US Department of Energy's (DOE) Argonne National Laboratory (ANL) physicists argue that they may have just developed a new approach to increasing the efficiency of solar cells that convert light into electricity. The team here managed to develop a way to give light “amnesia.”
At this point, conversion efficiency levels are very low, not exceeding 18 percent. The theoretical limit imposed on current materials is 31 percent. The ANL team believes that its approach could bring that limit within reach over a very short period of time.
Together with Northwestern University professor Michael Wasielewski, ANL nanoscientists Chris Giebink and Gary Wiederrecht studied fluorescent plastics called luminescent solar concentrators (LSC) in great detail. For a while, the devices were touted as means of reducing electricity costs.
Due to the high technologies involved in producing solar arrays, the cost of electricity produced from this renewable source is currently significant larger than that associated with energy produced by burning oil, coal or natural gases.
“In order to make solar power competitive in energy markets, we either need to get more energy from the cells we've already developed or find ways to make cheaper cells that give us the same amount of energy,” Giebink explains.
All team members are part of the staff at the Argonne-Northwestern Solar Energy Research Center.
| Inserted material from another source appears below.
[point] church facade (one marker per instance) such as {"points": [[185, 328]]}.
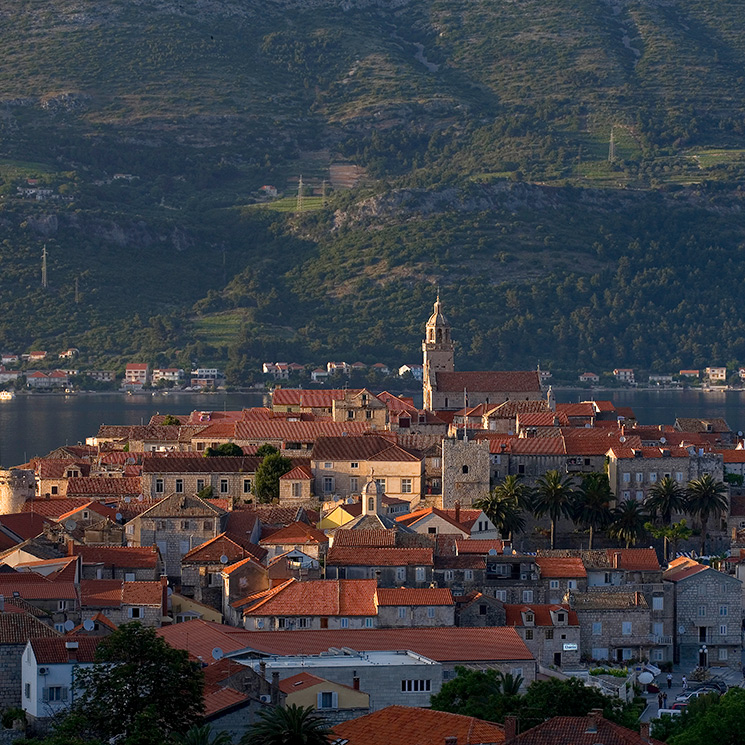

The organization is one of the 46 Energy Frontier Research Centers the DOE Office of Science established in 2009, and continued financing since.
“We're actively shifting the frequency of the light by absorbing and re-emitting it. LSC act kind of like flat funnels – we try to absorb a lot of light over the face of a plastic slab filled with dye, and then re-direct it all back out the edges,” the expert says.
“The whole process is designed to intensify the light as much as possible,” he explains, adding that this type of light intensification can lead to a theoretical potential of up to 100 suns, a unit of measure determining the amount of solar radiation that falls on a single spot.
In order to improve LSC performances, the team made use of the optical microcavity effect, which basically alters the way in which photons are re-emitted and reabsorbed inside the devices. Previously, the effect only took place in one dimension.
By creating a series of thin films with nanometer-scale changes in thickness to produce a ‘resonance-shifting’ effect, the investigators were in effect able to make photons fail in recognizing the environments from which they were emitted, drastically improving solar cell efficiency.
This approach “really is like giving light amnesia – if light forgets how it came in, it's less likely to get reabsorbed or scattered out,” Wiederrecht concludes.